When the ENSG00000205704 gene was introduced and expressed in a mouse model, the mice exhibited increased neuron generation, leading to larger brain size and cortical expansion. This suggests that the protein encoded by ENSG00000205704 can extend the immature state of neural stem cells, thus increasing the number of cell divisions before mature neurons form. Conversely, deletion of the gene caused neural stem cells to mature prematurely, leading to a reduced number of mature neurons. This research further confirms that the ENSG00000205704 gene aids the formation of larger brains by affecting the rate of neuronal maturation.
Researchers point out in a paper that after introducing an exogenous de novo gene into mice, a significant enlargement of the brain and cerebral cortex was observed. This suggests that de novo genes might rapidly exert their functions through new interactions with the existing gene network. Furthermore, the research team has also presented preliminary findings on how long non-coding RNAs (lncRNAs) can transform into messenger RNAs (mRNAs) with protein-coding capabilities.
The regulation of gene expression in organisms is affected by changes in the internal environment. In these regulatory behaviors, whether there is a mechanism to convert lncRNA into messenger RNA has also become a focus of scientific research. Findings reveal that there are multiple specific binding sites within lncRNAs, which can bind to certain specific proteins; this binding can change the destiny of lncRNAs, determining whether they remain in the nucleus or move to the cytoplasm.
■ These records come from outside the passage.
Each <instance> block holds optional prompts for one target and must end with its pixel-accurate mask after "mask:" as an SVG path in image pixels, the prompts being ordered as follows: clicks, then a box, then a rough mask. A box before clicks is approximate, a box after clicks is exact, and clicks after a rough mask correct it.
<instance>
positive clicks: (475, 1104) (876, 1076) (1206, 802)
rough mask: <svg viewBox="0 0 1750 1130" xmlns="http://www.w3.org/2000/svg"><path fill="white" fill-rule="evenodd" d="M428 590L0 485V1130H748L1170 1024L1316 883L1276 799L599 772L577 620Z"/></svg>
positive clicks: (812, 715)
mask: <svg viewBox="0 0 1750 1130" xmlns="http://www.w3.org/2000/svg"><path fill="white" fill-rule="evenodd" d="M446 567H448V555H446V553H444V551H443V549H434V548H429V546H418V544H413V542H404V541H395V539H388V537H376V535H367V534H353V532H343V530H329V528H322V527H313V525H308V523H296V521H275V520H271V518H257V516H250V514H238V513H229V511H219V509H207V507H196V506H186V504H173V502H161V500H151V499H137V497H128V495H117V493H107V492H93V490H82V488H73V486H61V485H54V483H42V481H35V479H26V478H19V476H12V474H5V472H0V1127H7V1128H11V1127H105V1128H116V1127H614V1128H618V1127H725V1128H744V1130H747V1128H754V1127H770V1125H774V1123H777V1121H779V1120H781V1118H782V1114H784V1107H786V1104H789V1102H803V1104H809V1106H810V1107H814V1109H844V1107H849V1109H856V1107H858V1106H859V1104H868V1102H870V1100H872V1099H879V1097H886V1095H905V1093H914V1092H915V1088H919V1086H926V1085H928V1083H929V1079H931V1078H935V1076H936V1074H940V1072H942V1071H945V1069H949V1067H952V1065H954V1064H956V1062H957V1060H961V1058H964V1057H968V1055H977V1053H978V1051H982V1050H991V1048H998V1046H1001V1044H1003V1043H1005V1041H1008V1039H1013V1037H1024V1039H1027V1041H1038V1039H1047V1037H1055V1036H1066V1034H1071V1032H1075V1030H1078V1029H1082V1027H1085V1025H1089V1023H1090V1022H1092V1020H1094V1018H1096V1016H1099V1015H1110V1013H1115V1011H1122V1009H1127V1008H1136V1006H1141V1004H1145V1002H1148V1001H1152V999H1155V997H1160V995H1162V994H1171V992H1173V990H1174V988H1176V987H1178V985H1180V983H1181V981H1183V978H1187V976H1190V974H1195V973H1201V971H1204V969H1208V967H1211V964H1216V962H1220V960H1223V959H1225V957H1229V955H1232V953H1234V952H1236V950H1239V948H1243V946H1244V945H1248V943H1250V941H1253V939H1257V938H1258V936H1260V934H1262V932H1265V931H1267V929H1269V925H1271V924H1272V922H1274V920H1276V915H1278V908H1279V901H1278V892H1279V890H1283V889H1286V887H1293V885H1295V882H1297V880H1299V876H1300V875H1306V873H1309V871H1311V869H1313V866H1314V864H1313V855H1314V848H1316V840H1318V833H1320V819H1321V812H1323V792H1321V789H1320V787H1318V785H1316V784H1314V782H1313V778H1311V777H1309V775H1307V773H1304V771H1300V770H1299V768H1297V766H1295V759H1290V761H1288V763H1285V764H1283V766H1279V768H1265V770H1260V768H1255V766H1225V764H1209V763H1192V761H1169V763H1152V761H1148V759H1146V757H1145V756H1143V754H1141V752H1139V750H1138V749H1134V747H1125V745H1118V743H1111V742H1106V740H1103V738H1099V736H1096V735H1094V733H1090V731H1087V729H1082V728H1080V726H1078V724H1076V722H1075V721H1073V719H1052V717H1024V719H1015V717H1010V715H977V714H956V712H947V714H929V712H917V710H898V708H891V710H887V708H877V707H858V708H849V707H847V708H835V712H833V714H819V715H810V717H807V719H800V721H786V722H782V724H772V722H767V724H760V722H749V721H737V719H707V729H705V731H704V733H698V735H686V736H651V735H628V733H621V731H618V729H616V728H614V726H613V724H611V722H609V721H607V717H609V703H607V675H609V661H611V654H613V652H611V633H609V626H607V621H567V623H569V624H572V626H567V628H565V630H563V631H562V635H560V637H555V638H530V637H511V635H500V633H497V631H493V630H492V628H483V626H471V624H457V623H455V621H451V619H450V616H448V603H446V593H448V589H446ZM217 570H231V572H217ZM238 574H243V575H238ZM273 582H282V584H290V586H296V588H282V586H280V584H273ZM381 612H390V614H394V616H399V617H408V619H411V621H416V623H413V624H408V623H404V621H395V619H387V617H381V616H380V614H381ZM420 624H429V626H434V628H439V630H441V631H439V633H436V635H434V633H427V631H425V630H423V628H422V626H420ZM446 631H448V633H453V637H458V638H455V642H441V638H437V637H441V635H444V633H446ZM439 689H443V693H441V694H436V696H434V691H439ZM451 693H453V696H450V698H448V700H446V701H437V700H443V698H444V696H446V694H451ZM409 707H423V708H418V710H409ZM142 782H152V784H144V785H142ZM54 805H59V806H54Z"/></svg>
Some studies have shown that a particular type of RNA-binding protein can promote the transfer of lncRNAs from the nucleus to the cytoplasm. Meanwhile, another study has revealed an intriguing phenomenon—within the cytoplasm, over 70% of lncRNAs were found to have the potential to be translated into proteins, despite their low expression levels. This finding not only further illustrates the multifunctionality of lncRNAs but also indicates that these RNAs provide a rich resource for the screening and innovation of new proteins in biological evolution.
The existence of such mechanisms reflects the “preparedness” strategy of organisms when adapting to environmental changes. This strategy undoubtedly enhances the adaptability of organisms to environmental challenges and lays a solid foundation for the continuous development of life.